To see what Sachin is up against, get a handle of Bradman’s average: 99.96 when he retired after 52 Tests; 99.71 after 23 Tests when he was 25. If cricketing ability was distributed normally (as most other human attributes are), a table of Test match averages should have looked something like this. Number of batsmen with an average of 100; one; average of 95-99: two; 90-94: four; 85-89: seven; 80-84: 11; 75-79: 16; 70-74: 22; 65-69: 29; 60-64: 37 and 55-59: 46. Yet, no batsman apart from Bradman has achieved an average greater than 61. And although Sir Don himself is reputed to have said "This fellow is playing much the same way as I used to," Sachin’s career Test average of 54.84 just about touches the lower end of that scale. So, there is a long, long way to go. It’s not a reality lost on Sachin. "I’d rather prefer to average 99.95 than sign all these contracts," he said somewhere.

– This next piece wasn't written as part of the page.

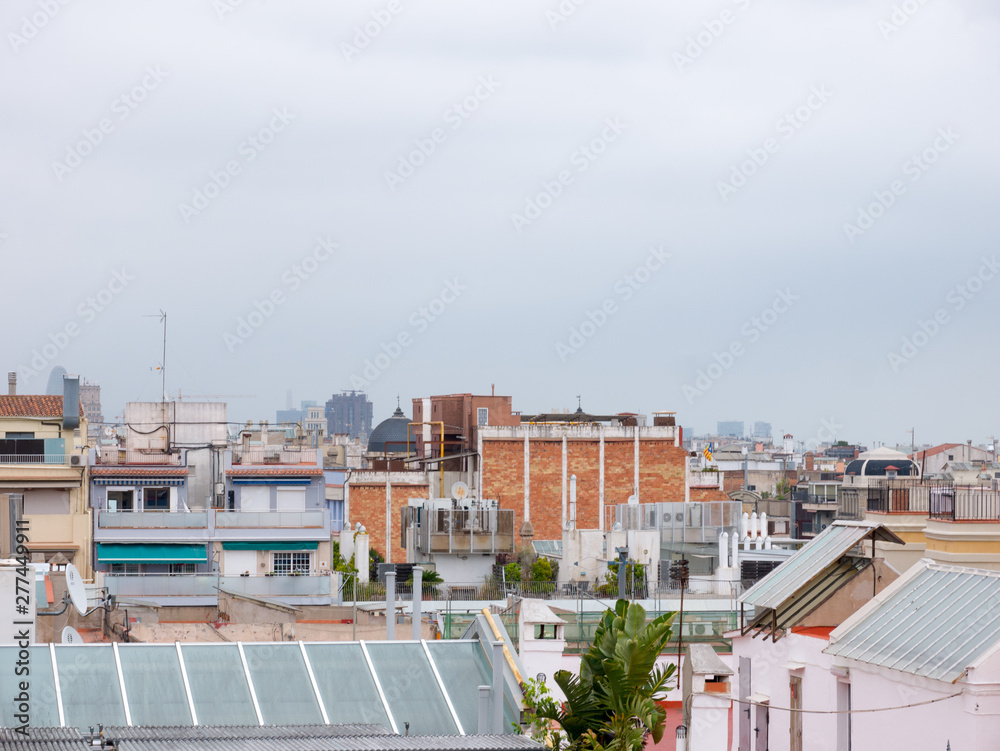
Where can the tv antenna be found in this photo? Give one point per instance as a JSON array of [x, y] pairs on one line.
[[163, 364]]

"Much has been said of Sachin’s greatness... and it shows the dangers of attempting value judgements in an atmosphere of euphoria," says the online cricket-zine ‘Googler’s Gazette’: "To compare his batting style with Bradman is baffling—he hits more sixes in a busy month than Bradman did in his entire career. To compare him to Pollock (Graeme) or Richards (Vivian and Barry) is to compare unlike geniuses. To compare his 1998 to Lara’s 1994 is equally incongruous. Perhaps with his new-found versatility in bowling he is aiming for a comparison with Sobers."

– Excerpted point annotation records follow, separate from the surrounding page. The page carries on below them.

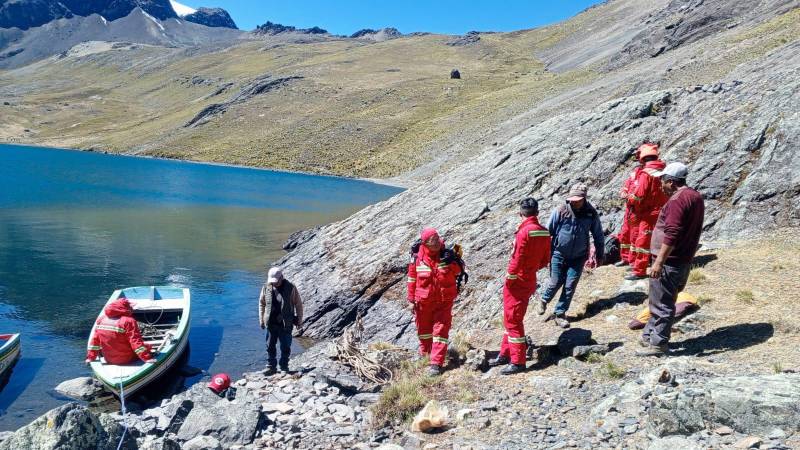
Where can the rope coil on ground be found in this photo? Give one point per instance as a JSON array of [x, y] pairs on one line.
[[347, 349]]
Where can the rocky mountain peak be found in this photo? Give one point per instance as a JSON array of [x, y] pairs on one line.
[[212, 17], [384, 34], [270, 28]]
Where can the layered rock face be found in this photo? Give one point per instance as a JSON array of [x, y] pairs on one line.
[[212, 17], [738, 137]]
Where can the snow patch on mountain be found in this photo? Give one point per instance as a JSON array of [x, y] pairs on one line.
[[182, 10]]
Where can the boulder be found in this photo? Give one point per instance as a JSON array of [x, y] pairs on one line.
[[549, 384], [582, 351], [202, 443], [83, 388], [673, 443], [753, 405], [229, 422], [477, 360], [342, 377]]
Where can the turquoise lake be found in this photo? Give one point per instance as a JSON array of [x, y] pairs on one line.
[[75, 226]]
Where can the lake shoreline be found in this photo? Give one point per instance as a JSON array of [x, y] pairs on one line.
[[391, 182]]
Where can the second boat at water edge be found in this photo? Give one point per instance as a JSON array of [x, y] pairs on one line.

Yet, probably because of their similar physiques, probably because of their voracious batting appetites or probably because of their common desire to pulverise the bowling, comparisons with the Great Don—who totted up that stupendous average in spite of losing eight years during World War II—are perhaps inescapable for Sachin. In an opinion poll conducted by the Internet cricket magazine ‘Cricinfo’, to the question "Is Sachin the greatest batsman since Bradman?", an amazing 64 per cent (3,247 votes) said "Yes"; only 35 per cent (1754 votes) said "No".

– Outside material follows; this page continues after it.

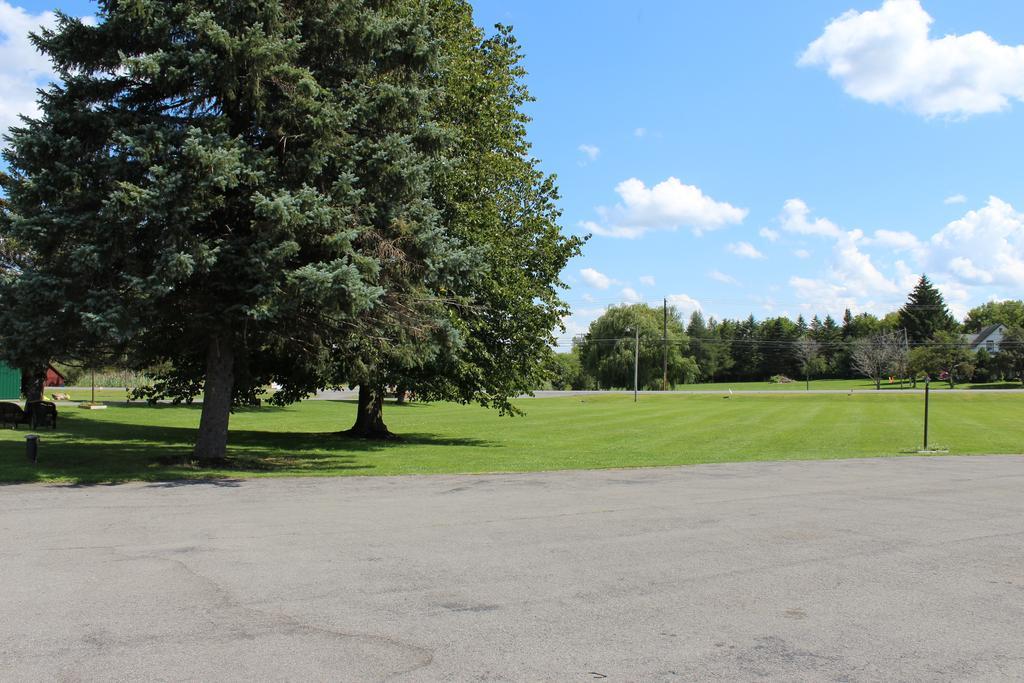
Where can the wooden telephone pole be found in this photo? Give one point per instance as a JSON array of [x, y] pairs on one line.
[[665, 344]]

Bradman or Sobers or just himself? At 25, and hopefully only beginning to peak, the answer will soon be evident. But as cricket writer Scyld Berry points out Sachin is already the "Master of his Generation". Expand on that, and all doubts about whether he is merely the greatest 25-year-old or the greatest ever will cease. In an age when one-day cricket sets the standards for the longer version of the game and is the arbiter of who’s hot and who’s not, Sachin is clearly the winner as the master of the one-day generation: With 7,070 runs at 41.10 in 196 matches—with 4,944 of those coming as an opener—Sachin is up there as the greatest one-day player of all time.